Shyshaky, Myrhorod, Poltava gubernia, Ukraine

Yurii Mytropolsky attended the Kazakh University in Alma-Ata (renamed Almaty in 1991). Alma-Ata is Soviet version of the Kazakh name Almaty for the capital of Kazakhstan, meaning "Father of Apples". It took this name in 1921 having previously been named Verny. Kazakh Al-Farabi State University was very new when Mytropolsky entered it, the University being founded in 1934.

Mytropolsky graduated from the Kazakh University in 1942. He was appointed to the Institute of Constructive Mechanics of the Academy of Sciences of the Ukraine in 1946, moving to the Institute of Mathematics of the Academy of Sciences of the Ukraine in 1951.

From 1951 Mytropolsky taught at Kiev University and continued teaching there when made Director of the Institute of Mathematics in 1958. He held the post of Director of the Institute for 30 years, expanding the work of the Institute. Petryshyn writes in :

During Yu Mytropolsky's directorship (1958-88), the institute experienced a great expansion in research personnel and mathematical disciplines, and an improvement in the quality of research.

Samoilenko worked with Mytropolsky on many joint mathematical projects and when Mytropolsky retired from the directorship of the Institute in 1988 Samoilenko took over the directorship.

In Petryshyn summarises Mytropolsky's work as follows:

Mytropolsky has made major contributions to the theory of oscillations and nonlinear mechanics as well as the qualitative theory of differential equations . He further developed asymptotic methods and applied them to the solution of practical problems.

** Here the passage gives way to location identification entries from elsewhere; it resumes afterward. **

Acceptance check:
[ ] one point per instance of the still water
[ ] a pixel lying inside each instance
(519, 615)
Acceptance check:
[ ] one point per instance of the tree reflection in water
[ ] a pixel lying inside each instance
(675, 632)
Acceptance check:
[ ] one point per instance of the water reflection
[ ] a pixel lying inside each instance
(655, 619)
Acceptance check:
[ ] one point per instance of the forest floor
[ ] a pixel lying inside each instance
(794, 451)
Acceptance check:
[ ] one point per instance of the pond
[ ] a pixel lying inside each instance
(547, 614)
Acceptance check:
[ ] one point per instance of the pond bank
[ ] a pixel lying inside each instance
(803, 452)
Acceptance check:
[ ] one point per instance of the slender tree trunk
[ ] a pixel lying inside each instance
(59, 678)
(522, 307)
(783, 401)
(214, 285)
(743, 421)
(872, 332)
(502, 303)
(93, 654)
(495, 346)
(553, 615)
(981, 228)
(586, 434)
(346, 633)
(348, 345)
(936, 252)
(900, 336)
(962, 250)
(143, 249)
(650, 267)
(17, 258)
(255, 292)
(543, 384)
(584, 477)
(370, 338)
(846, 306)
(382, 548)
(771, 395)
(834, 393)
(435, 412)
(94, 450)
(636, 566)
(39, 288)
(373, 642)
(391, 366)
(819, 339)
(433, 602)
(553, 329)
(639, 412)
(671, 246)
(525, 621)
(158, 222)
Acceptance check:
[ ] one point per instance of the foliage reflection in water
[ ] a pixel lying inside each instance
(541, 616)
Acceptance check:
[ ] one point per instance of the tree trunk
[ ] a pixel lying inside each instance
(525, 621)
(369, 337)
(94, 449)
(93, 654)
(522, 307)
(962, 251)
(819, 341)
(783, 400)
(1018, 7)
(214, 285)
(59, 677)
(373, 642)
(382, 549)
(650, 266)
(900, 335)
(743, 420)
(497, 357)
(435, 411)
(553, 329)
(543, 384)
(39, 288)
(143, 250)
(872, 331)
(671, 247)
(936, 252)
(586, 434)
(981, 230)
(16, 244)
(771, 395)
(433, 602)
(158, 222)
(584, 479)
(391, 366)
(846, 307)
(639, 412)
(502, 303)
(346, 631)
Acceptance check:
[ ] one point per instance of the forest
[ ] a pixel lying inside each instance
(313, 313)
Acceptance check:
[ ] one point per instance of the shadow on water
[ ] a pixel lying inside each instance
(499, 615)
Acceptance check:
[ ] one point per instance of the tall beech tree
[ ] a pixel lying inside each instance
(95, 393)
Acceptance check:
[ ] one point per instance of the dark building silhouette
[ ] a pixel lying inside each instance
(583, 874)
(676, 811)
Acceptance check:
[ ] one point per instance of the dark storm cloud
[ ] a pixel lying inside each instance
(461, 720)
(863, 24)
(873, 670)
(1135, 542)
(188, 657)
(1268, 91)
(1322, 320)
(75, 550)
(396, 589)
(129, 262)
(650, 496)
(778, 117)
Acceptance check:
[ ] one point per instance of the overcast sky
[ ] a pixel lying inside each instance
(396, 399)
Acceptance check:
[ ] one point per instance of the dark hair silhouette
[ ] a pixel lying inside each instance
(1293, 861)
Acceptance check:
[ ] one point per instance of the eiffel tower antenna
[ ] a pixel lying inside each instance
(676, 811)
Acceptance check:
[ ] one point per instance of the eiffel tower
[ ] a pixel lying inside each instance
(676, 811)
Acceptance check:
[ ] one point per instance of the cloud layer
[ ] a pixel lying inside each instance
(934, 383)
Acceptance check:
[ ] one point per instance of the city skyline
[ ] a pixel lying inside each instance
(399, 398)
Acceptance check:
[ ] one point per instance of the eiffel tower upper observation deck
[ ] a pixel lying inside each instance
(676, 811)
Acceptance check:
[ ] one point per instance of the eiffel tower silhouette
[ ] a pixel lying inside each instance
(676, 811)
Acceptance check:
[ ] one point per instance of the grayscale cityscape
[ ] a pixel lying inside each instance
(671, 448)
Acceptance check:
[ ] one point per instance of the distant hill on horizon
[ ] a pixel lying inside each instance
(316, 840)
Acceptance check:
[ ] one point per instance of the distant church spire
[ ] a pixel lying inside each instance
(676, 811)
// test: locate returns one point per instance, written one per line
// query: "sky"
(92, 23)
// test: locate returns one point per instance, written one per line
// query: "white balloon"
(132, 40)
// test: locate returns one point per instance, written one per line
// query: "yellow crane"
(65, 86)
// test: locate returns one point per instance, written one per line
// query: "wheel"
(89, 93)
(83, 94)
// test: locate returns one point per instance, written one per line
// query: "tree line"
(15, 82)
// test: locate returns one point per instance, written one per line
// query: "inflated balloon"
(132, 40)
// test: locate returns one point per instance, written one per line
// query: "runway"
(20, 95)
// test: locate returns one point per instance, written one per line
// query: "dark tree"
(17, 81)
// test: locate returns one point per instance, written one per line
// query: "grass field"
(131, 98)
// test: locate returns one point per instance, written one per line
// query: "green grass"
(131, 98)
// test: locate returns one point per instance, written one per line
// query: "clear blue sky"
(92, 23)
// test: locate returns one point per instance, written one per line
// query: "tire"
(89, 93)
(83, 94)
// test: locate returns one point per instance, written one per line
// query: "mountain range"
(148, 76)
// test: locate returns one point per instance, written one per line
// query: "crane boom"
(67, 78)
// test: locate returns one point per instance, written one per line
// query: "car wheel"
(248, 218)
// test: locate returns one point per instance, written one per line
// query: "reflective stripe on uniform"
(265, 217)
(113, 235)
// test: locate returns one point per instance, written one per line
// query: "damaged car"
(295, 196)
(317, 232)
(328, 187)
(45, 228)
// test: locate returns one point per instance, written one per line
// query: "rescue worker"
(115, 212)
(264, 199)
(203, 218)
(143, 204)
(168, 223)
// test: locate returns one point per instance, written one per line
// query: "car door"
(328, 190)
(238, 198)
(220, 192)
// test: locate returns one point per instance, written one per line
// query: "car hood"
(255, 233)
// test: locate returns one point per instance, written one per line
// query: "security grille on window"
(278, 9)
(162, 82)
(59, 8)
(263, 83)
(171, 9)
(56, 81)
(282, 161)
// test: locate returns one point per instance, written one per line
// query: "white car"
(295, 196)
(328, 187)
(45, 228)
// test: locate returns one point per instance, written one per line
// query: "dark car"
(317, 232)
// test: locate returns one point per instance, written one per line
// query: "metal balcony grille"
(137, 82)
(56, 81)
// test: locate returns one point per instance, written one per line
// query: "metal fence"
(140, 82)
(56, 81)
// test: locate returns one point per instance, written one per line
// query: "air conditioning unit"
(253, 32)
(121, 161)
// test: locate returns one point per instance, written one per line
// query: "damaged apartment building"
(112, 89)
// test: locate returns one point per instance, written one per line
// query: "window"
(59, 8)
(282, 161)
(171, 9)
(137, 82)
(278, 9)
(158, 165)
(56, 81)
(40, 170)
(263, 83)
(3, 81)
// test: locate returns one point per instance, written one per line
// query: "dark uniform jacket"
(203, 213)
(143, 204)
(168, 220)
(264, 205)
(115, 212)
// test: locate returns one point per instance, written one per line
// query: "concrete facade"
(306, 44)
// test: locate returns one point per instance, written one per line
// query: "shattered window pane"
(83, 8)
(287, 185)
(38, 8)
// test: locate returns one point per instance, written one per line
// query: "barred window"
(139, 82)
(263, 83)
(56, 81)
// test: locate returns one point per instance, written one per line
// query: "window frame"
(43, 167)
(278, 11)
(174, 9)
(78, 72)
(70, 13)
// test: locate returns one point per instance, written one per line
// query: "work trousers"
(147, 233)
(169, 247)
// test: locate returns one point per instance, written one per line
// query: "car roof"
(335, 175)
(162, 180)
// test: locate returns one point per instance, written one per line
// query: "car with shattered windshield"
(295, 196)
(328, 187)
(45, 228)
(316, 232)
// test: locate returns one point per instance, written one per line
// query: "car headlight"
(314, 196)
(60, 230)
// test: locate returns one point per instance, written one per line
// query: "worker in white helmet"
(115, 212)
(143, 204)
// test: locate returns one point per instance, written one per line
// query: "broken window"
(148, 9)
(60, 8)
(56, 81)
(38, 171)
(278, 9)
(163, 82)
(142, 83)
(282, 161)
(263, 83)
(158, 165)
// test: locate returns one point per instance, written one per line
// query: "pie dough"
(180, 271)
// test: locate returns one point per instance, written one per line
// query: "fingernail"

He extended the Krylov Bogoluibov symbolic method to nonlinear systems and extended asymptotic methods in the theory of nonlinear mechanics. Using a method of successive substitutes, he constructed a general solution for a system of nonlinear equations and studied its behaviour in the neighbourhood of the quasi-periodic solution. He also successfully applied the averaging method to the study of oscillating systems with slowly varying parameters.

In 1955 Mytropolsky and Bogoluibov published a monograph on asymptotic methods in nonlinear oscillations. This work was to lead to further advances by the Kiev school, in particular they applied asymptotic methods to partial and functional differential equations.

Mytropolsky was elected to the Academy of Sciences of the Ukraine in 1961 and to the Academy of Sciences of the USSR in 1984. He was also honoured by the award of the A M Lyapunov Gold Medal in 1987.